Hükümetin sağladığı imkânlarla şımaran, kendini dev aynasında görmeye başlayan ve gücünü olduğunun çok üstünde göstermeye çalışan Fethullah Gülen hareketi artık yanlış yaptığını kabul etmeli, halktan özür dilemeli, hükümete hâkim olma emellerini bitirmeli, kafirlerle ortak hareket etmeyi terk etmelidir… Değilse Fethullah Gülen yapılanmasının ne tabanı ne de tavanı iflah olmayacaktır… Bu yapılanmanın samimi fertleri artık cemaatsel kimliklerinin üstünde olan “İslam ümmeti kimliği” ile hareket etmeli ve ülke huzurunu kaçıran büyüklerine karşı durmalıdır… Değilse adli ilahinin hesabı çok çetin olacaktır…
AKP bir siyasi parti olması hasebi ile elbette cemaat gibi kontrollü bir yapılanmaya sahip değildir… Cemaat belli bir kesime hitap ederken, siyasi parti her kesime hitap eder ve içinde her kesimden adam barındırır… Siyasi bir parti, belli bir cemaatin güdümüne girdiğinde muhatap kitlesini azaltmış olur… Bunun için siyasi bir parti ile bir cemaati karşılaştırmak yanlıştır…
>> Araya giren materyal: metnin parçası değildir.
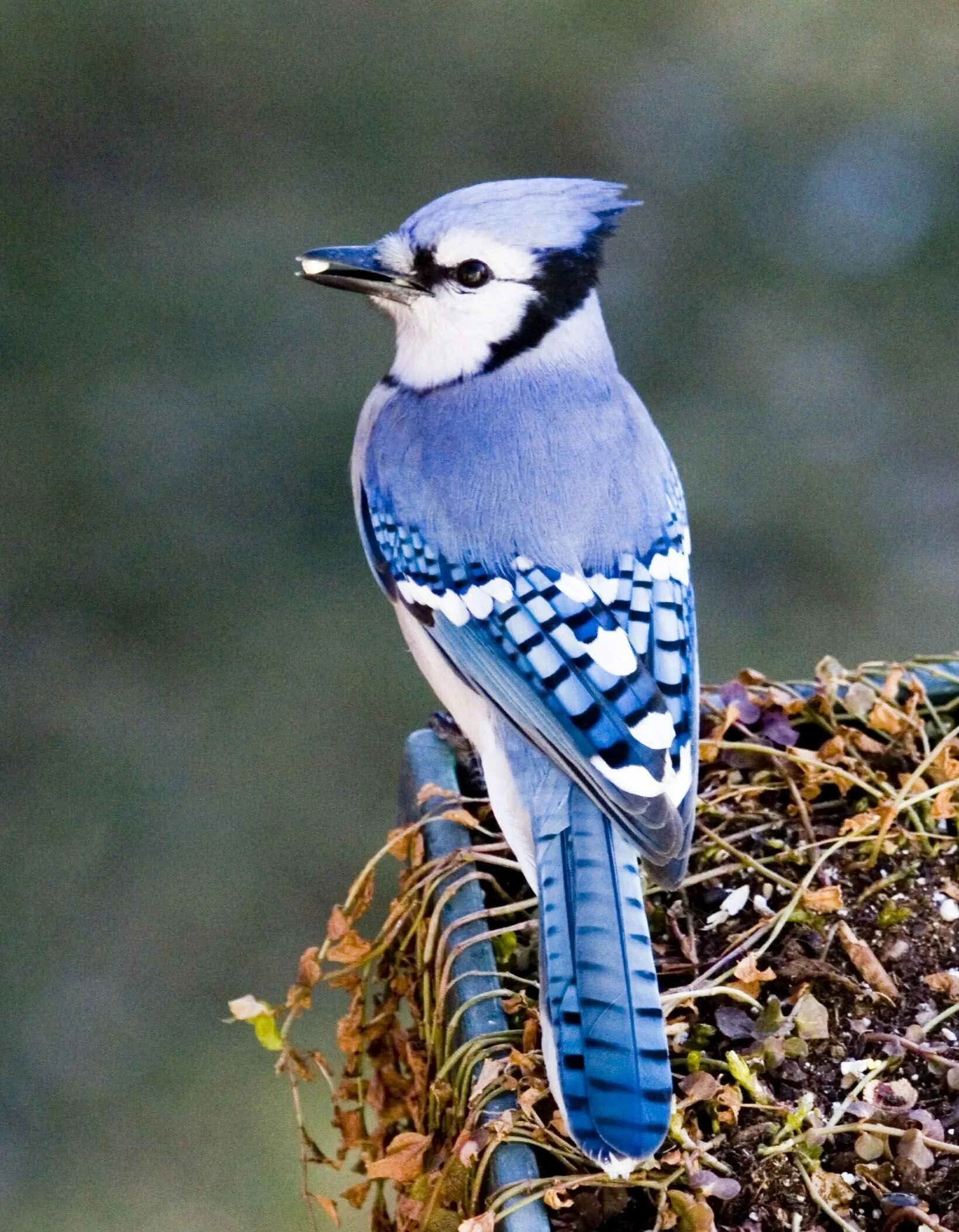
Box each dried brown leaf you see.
[716,1084,742,1125]
[313,1194,340,1228]
[340,1181,370,1211]
[840,811,882,834]
[839,920,899,1000]
[332,1107,365,1153]
[879,664,903,701]
[350,869,377,924]
[469,1057,507,1103]
[809,1168,855,1215]
[853,1134,885,1163]
[387,825,416,863]
[441,808,479,830]
[416,782,459,806]
[326,929,371,965]
[867,698,909,735]
[803,886,842,916]
[922,971,959,1002]
[367,1132,432,1184]
[896,1130,936,1172]
[679,1069,720,1105]
[666,1189,716,1232]
[326,903,350,941]
[793,993,830,1040]
[733,954,775,997]
[863,1078,920,1111]
[517,1086,546,1116]
[458,1211,496,1232]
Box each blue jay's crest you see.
[301,178,699,1175]
[399,177,639,252]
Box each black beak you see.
[296,244,427,301]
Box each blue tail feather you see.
[560,787,672,1159]
[500,723,672,1164]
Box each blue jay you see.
[299,178,698,1175]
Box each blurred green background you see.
[0,0,959,1232]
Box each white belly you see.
[396,604,537,893]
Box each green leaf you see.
[875,898,912,928]
[247,1014,284,1052]
[492,932,519,967]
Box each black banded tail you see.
[533,787,672,1163]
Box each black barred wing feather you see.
[364,495,695,880]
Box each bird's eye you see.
[457,260,492,288]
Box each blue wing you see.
[362,491,697,882]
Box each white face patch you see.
[371,228,537,389]
[377,232,412,274]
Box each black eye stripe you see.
[412,247,499,291]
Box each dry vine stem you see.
[229,659,959,1232]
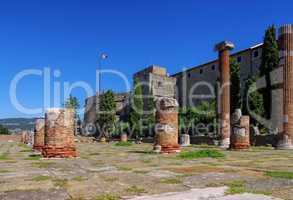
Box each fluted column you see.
[278,24,293,149]
[215,41,234,148]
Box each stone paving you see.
[0,141,293,200]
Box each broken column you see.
[33,119,45,151]
[231,109,250,150]
[215,41,234,148]
[42,108,77,158]
[278,24,293,149]
[154,97,180,153]
[180,134,190,147]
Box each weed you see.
[126,186,146,195]
[32,175,51,182]
[265,171,293,179]
[177,149,225,160]
[115,142,132,147]
[160,178,182,185]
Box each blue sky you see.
[0,0,293,118]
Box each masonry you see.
[84,43,283,131]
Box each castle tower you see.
[215,41,234,149]
[278,24,293,149]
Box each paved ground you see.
[0,141,293,200]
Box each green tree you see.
[129,78,144,137]
[230,58,242,113]
[0,124,10,135]
[97,90,116,137]
[243,76,265,124]
[260,25,279,118]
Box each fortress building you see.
[84,36,283,131]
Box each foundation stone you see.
[42,109,77,158]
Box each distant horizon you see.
[0,0,293,119]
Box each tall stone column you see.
[278,24,293,149]
[215,41,234,148]
[33,119,45,151]
[42,108,76,158]
[154,97,180,153]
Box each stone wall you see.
[42,109,76,157]
[33,119,45,151]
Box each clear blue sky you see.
[0,0,293,118]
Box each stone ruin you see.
[278,24,293,149]
[33,119,45,152]
[154,97,180,153]
[214,41,234,149]
[42,109,77,158]
[20,131,29,144]
[231,109,250,150]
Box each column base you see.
[231,143,250,150]
[161,145,181,154]
[219,138,230,149]
[33,145,44,152]
[42,146,77,158]
[277,135,293,150]
[277,143,293,150]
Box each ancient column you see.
[42,108,76,158]
[278,24,293,149]
[215,41,234,148]
[180,134,190,147]
[154,97,180,153]
[231,109,250,150]
[33,119,45,151]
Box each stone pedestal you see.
[120,133,128,142]
[231,109,250,150]
[215,41,234,149]
[154,97,180,153]
[180,134,190,147]
[21,131,29,144]
[42,109,77,158]
[33,119,45,152]
[278,24,293,149]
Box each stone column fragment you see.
[42,109,76,158]
[278,24,293,149]
[155,97,180,153]
[231,109,250,150]
[215,41,234,148]
[33,119,45,151]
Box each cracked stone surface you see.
[0,137,293,200]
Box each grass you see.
[53,179,68,188]
[24,155,41,160]
[32,162,55,168]
[160,178,182,185]
[126,186,146,195]
[117,166,132,171]
[265,171,293,179]
[225,180,272,195]
[72,176,87,182]
[0,169,11,174]
[0,153,9,160]
[95,194,120,200]
[115,142,132,147]
[177,149,225,160]
[32,175,51,182]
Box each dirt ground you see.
[0,141,293,200]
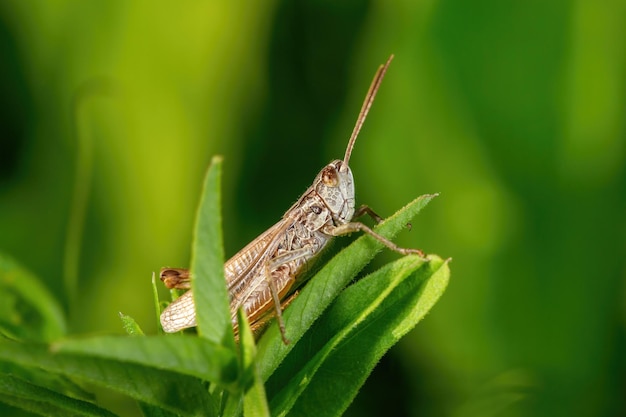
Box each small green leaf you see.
[268,256,449,416]
[191,157,235,351]
[0,374,115,417]
[0,254,65,342]
[258,194,436,380]
[0,336,223,415]
[119,313,144,336]
[52,335,237,386]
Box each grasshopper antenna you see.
[343,54,393,165]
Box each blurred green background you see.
[0,0,626,417]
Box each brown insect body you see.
[161,56,423,343]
Fethullah Gülen hareketi çok iyi bilmeli ki bu partinin içindeki yöneticilerin açığını bulmakla bu partiyi durduramazsınız, çünkü iktidarı yaşayan bir partide samimi insanlar olduğu gibi menfaatçi insanlarda olacaktır… Aynen ülke çapında büyüyen ve etkinleşen Fethullah Gülen yapılanmasının bünyesine farklı hesaplarla gelenlerin bulunması gibi…
Boşuna heveslenmeyin, kendinizi fazla yormayın halk birkaç yöneticinin yanlışından dolayı partiyi cezalandırmaz… Samimiyetine ve erdemine güvendiği Sayın Erdoğan’ı size ve sizin gibi zorbalara yedirmez… Artık halk, yılların birikmiş sorunlarını bir bir halleden ve halkı adam yerine koyan iktidarını satmaz… Hayal dahi edemediğimiz bu günlere gelmemiz için çalışan mevcut hükümet, “halka ve hakka” dayandığı sürece ne topunuz ne oyununuz onu yıkamayacak aksine daha da güçlendirecektir…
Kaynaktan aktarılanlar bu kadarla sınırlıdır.